Did you know biofuels aren’t new? In fact, biofuels have been around as long as cars have. At the start of the 20th century, Henry Ford planned to fuel his Model Ts with ethanol, and early diesel engines were shown to run on peanut oil. In South Africa, biodiesel was considered, particularly by the agricultural industry, as a replacement for diesel in agriculture and the technical developments of manufacturing this fuel and proving its efficiency were conducted from 1979 to 1983. With the recent rise in fuel prices, growing concern about global warming caused by carbon dioxide emissions, and the local government’s renewed support of biofuels, they have been regaining popularity.
What is biodiesel?
Vegetable oils and animal fats are converted into biodiesel via a chemical process called transesterification, after which they’re blended with diesel and used in trucks. Transesterification sounds complicated, but it is a pretty simple chemical reaction (you can actually make biodiesel in your garage); compared with ethanol, the biodiesel production process takes less energy and has lower direct emissions.
The main source of emissions for biodiesel comes from the vegetable oils and fats it is made out of, and not the process of converting them to fuel.
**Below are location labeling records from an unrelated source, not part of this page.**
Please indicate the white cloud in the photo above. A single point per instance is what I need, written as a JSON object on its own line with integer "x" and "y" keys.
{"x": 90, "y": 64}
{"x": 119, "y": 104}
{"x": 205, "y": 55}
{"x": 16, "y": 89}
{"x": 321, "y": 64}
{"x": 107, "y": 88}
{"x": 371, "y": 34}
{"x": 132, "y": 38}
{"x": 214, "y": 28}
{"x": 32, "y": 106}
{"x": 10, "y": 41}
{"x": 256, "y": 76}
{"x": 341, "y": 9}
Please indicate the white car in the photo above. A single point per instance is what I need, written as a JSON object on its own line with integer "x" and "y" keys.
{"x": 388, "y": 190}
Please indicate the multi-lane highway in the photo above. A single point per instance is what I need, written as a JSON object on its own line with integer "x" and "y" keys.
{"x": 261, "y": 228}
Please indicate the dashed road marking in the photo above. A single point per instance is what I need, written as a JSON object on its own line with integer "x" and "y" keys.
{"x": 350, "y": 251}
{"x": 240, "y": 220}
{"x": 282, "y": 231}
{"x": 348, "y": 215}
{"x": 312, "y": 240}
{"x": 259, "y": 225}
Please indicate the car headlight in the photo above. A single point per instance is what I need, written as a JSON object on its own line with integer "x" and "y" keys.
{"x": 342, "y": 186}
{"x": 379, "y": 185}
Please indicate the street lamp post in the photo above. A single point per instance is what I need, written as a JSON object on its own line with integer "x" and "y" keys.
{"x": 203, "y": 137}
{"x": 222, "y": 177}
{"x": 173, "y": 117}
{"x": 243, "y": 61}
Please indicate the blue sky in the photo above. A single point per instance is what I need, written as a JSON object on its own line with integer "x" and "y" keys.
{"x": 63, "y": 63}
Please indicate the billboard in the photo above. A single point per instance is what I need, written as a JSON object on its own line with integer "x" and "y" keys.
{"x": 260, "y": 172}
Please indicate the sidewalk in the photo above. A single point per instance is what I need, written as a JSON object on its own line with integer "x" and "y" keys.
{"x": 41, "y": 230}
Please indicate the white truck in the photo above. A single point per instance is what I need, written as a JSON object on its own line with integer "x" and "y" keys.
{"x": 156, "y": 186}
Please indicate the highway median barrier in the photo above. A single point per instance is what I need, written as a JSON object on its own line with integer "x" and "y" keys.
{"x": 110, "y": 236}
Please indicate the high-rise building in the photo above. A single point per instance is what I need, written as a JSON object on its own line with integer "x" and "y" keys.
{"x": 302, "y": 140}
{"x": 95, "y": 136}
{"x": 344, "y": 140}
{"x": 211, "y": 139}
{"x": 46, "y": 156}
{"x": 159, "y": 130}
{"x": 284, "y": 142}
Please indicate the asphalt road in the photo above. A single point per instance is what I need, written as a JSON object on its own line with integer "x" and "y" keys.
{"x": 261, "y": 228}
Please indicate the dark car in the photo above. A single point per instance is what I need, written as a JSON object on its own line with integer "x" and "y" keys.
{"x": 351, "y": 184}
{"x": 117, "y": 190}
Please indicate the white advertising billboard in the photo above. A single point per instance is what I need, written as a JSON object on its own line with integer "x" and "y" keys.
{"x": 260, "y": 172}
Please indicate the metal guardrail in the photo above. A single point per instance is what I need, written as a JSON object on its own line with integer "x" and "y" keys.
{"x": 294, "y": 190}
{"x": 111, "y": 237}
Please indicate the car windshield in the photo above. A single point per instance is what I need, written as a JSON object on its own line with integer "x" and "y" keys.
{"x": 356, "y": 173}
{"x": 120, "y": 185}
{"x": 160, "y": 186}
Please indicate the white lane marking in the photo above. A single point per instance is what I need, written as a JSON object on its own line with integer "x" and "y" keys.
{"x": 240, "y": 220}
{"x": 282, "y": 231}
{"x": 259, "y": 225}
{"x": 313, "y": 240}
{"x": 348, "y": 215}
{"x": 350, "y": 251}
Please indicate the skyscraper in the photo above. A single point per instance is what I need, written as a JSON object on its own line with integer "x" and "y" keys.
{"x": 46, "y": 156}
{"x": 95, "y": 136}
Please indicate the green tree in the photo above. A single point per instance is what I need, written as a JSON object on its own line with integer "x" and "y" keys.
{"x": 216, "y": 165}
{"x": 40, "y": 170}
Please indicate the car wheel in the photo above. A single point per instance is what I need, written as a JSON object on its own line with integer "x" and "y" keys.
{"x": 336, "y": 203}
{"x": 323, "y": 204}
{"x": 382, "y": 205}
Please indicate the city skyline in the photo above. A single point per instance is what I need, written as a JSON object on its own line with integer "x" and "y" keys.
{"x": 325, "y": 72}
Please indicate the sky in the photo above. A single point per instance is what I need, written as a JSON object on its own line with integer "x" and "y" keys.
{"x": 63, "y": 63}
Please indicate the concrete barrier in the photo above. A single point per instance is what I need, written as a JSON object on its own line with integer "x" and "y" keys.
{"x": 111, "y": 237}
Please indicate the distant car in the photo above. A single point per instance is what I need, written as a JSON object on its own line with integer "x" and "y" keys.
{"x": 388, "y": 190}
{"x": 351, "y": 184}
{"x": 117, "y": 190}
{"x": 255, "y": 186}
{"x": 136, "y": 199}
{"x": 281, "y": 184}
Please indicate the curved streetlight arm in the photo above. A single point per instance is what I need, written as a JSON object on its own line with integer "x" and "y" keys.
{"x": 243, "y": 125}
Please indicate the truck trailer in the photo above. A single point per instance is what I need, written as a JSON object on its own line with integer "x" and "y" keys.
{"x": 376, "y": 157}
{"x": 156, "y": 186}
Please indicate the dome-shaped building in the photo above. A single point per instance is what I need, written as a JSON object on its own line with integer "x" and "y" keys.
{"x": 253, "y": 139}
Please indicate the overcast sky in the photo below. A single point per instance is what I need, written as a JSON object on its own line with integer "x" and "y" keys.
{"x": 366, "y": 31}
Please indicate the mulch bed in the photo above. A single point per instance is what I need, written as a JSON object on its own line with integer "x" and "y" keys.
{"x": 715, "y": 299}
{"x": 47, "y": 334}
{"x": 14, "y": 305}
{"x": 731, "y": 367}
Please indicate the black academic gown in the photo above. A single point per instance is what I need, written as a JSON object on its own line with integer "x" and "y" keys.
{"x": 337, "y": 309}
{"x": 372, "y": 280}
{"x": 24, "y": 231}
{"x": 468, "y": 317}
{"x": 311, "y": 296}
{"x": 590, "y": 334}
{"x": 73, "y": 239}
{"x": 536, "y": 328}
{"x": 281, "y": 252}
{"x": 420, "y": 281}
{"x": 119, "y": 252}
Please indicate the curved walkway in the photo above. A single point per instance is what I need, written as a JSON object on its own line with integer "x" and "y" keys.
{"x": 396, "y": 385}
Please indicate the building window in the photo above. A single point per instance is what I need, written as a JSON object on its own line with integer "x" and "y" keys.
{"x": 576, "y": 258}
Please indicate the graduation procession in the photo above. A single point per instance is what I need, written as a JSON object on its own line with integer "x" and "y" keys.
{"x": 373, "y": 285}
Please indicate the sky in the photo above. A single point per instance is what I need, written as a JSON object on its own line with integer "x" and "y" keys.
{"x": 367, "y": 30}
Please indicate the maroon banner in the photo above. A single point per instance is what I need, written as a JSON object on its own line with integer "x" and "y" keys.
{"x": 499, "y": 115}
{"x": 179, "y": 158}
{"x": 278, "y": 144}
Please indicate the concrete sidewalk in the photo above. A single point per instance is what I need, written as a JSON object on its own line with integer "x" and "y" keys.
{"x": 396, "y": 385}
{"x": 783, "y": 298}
Canola biodiesel takes advantage of a substance which has a much higher oil content than some of the other available choices. Canola oil has approximately a 43% oil content, where comparable oils offer a much lower percentage. This makes canola extremely efficient for use in biodiesel production.
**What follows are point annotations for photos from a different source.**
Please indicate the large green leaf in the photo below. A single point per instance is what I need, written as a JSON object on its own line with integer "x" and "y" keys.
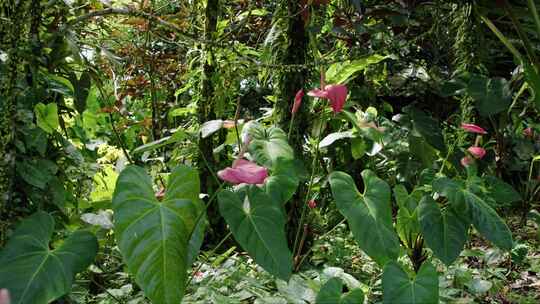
{"x": 36, "y": 274}
{"x": 400, "y": 288}
{"x": 258, "y": 225}
{"x": 445, "y": 232}
{"x": 500, "y": 191}
{"x": 369, "y": 214}
{"x": 488, "y": 222}
{"x": 37, "y": 172}
{"x": 468, "y": 204}
{"x": 407, "y": 225}
{"x": 269, "y": 145}
{"x": 282, "y": 184}
{"x": 340, "y": 72}
{"x": 153, "y": 236}
{"x": 332, "y": 293}
{"x": 47, "y": 116}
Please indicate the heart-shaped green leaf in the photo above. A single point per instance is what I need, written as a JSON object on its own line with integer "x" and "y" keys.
{"x": 470, "y": 205}
{"x": 488, "y": 222}
{"x": 269, "y": 145}
{"x": 282, "y": 185}
{"x": 369, "y": 214}
{"x": 258, "y": 225}
{"x": 332, "y": 293}
{"x": 35, "y": 274}
{"x": 154, "y": 237}
{"x": 400, "y": 288}
{"x": 445, "y": 232}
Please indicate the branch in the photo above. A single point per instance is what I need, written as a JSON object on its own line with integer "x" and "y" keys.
{"x": 128, "y": 12}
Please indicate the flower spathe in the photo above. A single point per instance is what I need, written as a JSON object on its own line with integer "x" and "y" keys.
{"x": 477, "y": 152}
{"x": 335, "y": 93}
{"x": 244, "y": 172}
{"x": 4, "y": 296}
{"x": 528, "y": 132}
{"x": 473, "y": 128}
{"x": 467, "y": 161}
{"x": 297, "y": 101}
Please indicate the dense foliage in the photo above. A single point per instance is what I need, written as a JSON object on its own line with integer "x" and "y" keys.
{"x": 289, "y": 151}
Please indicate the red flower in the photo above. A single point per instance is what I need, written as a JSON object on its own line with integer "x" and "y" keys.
{"x": 473, "y": 128}
{"x": 466, "y": 161}
{"x": 477, "y": 152}
{"x": 244, "y": 172}
{"x": 297, "y": 101}
{"x": 4, "y": 296}
{"x": 528, "y": 132}
{"x": 160, "y": 194}
{"x": 336, "y": 93}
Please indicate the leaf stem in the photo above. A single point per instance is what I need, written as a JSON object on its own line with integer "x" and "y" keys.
{"x": 207, "y": 258}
Biodiesel is most often sold as a blend of up to 5 percent biodiesel mixed with petroleum diesel. This is labelled as ordinary diesel fuel consistent with the official specifications. Some trucks can use up to a 20 percent biodiesel blend, but distribution challenges associated with marketing different blends for different vehicles have limited the adoption of these higher blends.
Is it good for the planet?
Canola-based biofuels are proven to work and are already delivering tangible emissions reductions now in Canada, the US, and the EU. Canola biodiesel contains about 10% oxygen by weight. The amount of oxygen contained in fuel is what leads to a reduction of hydrocarbons, carbon monoxide, particulate matter and toxins that contribute to the emissions factor. Canola oil biodiesel is cleaner-burning than petroleum diesel fuel because of its high oxygen percentage. In fact, canola biodiesel helps reduce green-house gas lifecycle emissions by up to 90% compared to fossil diesel. The carbon dioxide released by a vehicle when canola biodiesel is burned is offset by the carbon dioxide captured when the crop is grown. This is different from diesel which is refined from petroleum extracted from the earth.
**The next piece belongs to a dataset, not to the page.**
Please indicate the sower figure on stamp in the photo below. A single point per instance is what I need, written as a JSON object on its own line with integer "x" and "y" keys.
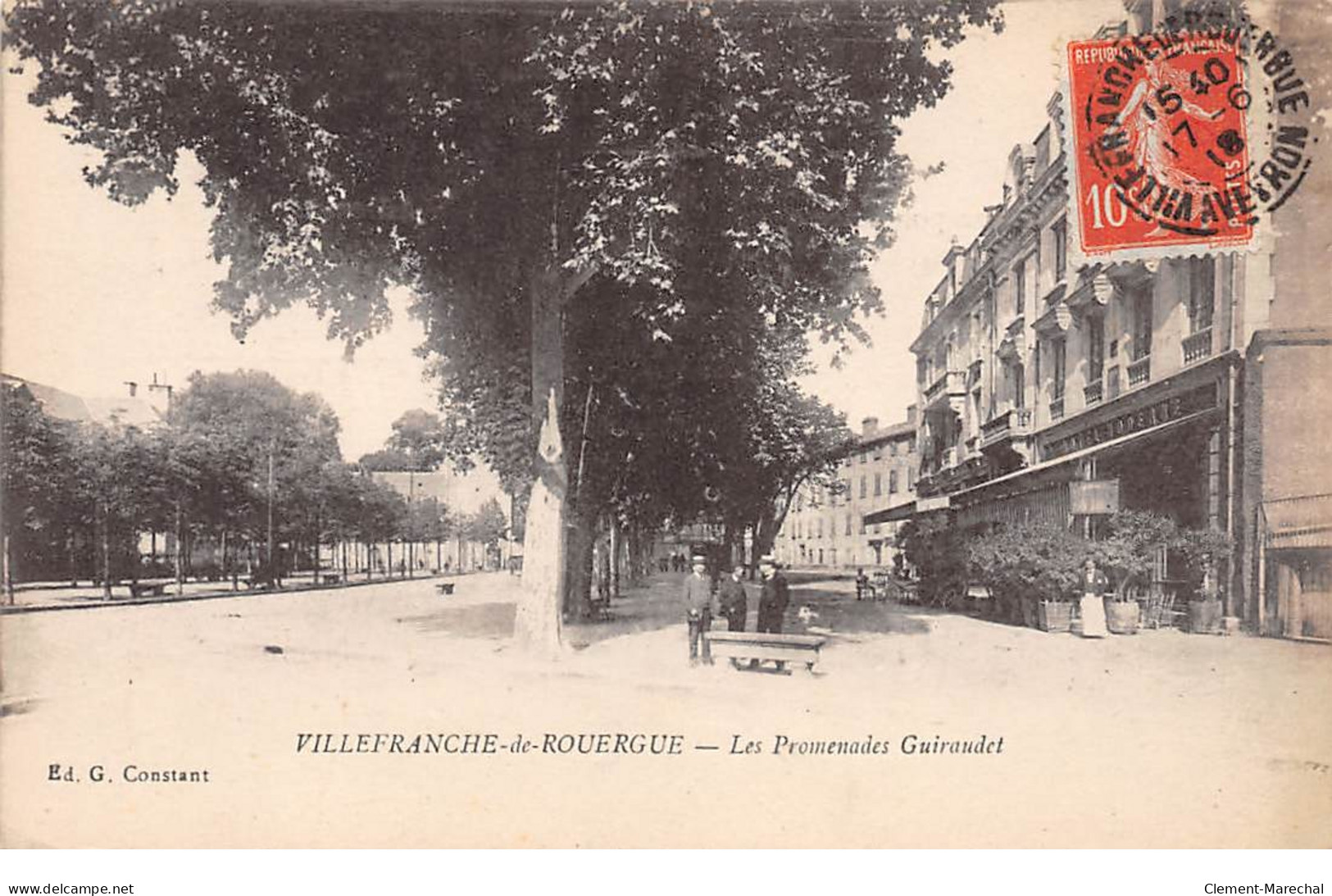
{"x": 698, "y": 610}
{"x": 1093, "y": 607}
{"x": 773, "y": 598}
{"x": 731, "y": 599}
While rising fuel costs contribute to the search for diesel alternatives, the environmental implications come into play as well. Canola biodiesel biodegrades up to five times faster than petroleum diesel, making it a healthy and environmentally-friendly choice. In conjunction with the sustainable farming practices growing in popularity among South African canola farmers, the entire lifecycle of canola – from growing to biodiesel – could prove to be much greener as a long-term solution.